Relevance: According to Globocan 2020, colorectal cancer (CRC) incidence in Kazakhstan is lower than in all OECD countries except Mexico. However, the CRC incidence in Kazakhstan is steadily growing. In the structure of cancer incidence, CRC went up from 5th
 place in 2006 to 3rd place in 2021. More than 80% of tumors associated with Lynch syndrome were found to have microsatellite instability
 (MSI). Thus, MSI is detected in 12% of sporadic colon tumors., MSI in cancer is caused by a decreased activity of DNA repair genes due
 to hereditary and somatic causes.
 The study aimed to systematize the current literature data to consider the need and adequacy of prescribing preventive chemotherapy,
 personalizing the treatment of patients, and predicting the course of the disease in CRC.
 Methods: A review was made of the published results of scientific and clinical studies for 2006-2021 from the PubMed, MedLine,
 and Cancer Observe databases for the keywords “colon cancer,” “microsatellite resistance,” “adjuvant chemotherapy,” “PCR study,”
 “IGH-study.”
 Results: The value and adequacy of determining the IHC characteristics of the MSI status. The prognostic and predictive value of MSI
 in CRC has been proven. The optimal treatment options were selected depending on the status of MSI.

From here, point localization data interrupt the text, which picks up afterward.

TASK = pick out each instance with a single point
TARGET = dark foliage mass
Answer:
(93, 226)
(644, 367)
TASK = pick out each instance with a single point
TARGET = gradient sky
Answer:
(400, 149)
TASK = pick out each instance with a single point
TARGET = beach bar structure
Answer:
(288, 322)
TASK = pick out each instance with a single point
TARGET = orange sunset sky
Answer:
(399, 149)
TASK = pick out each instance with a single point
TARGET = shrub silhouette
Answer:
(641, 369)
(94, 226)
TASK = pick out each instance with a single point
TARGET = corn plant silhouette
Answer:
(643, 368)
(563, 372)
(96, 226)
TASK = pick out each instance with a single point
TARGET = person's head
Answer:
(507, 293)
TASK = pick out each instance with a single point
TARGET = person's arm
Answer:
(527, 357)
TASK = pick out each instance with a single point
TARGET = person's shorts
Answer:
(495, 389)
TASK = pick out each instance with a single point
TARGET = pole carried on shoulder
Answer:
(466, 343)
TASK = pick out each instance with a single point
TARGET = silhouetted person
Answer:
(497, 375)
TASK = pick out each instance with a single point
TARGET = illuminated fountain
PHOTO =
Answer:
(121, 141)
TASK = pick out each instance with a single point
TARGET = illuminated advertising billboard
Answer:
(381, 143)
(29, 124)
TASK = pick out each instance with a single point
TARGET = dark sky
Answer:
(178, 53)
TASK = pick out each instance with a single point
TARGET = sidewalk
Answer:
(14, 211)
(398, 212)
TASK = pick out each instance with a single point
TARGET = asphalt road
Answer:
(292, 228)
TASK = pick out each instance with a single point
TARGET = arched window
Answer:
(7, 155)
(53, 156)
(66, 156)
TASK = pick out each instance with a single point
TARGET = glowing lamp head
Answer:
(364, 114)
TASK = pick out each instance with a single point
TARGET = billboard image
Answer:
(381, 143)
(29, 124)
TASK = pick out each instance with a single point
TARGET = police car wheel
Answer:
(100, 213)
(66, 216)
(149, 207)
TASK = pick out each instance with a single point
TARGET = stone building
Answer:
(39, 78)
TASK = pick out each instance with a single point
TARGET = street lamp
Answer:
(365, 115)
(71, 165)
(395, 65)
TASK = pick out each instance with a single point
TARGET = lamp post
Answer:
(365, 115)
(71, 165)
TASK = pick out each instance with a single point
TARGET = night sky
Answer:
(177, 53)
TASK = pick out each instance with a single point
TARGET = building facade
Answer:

 Conclusion: Tumors with certain MSI status should be classified as a separate group of malignancies. Instability status determination is preferred in case of suspected Lynch syndrome in patients with stage II CRC, as well as in clinical and histological features
 characteristic of MSI (proximal localization of the primary tumor, mucinous histotype, poorly differentiated tumors, lymphocytic infiltration of the tumor). Further determination of these tumors’ molecular characteristics will help stratify patients who may respond
 differently to chemotherapy. Also, the MSI status determination can be an important prognostic marker in patients whose tumors have
 a somatic mutation in the BRAF gene.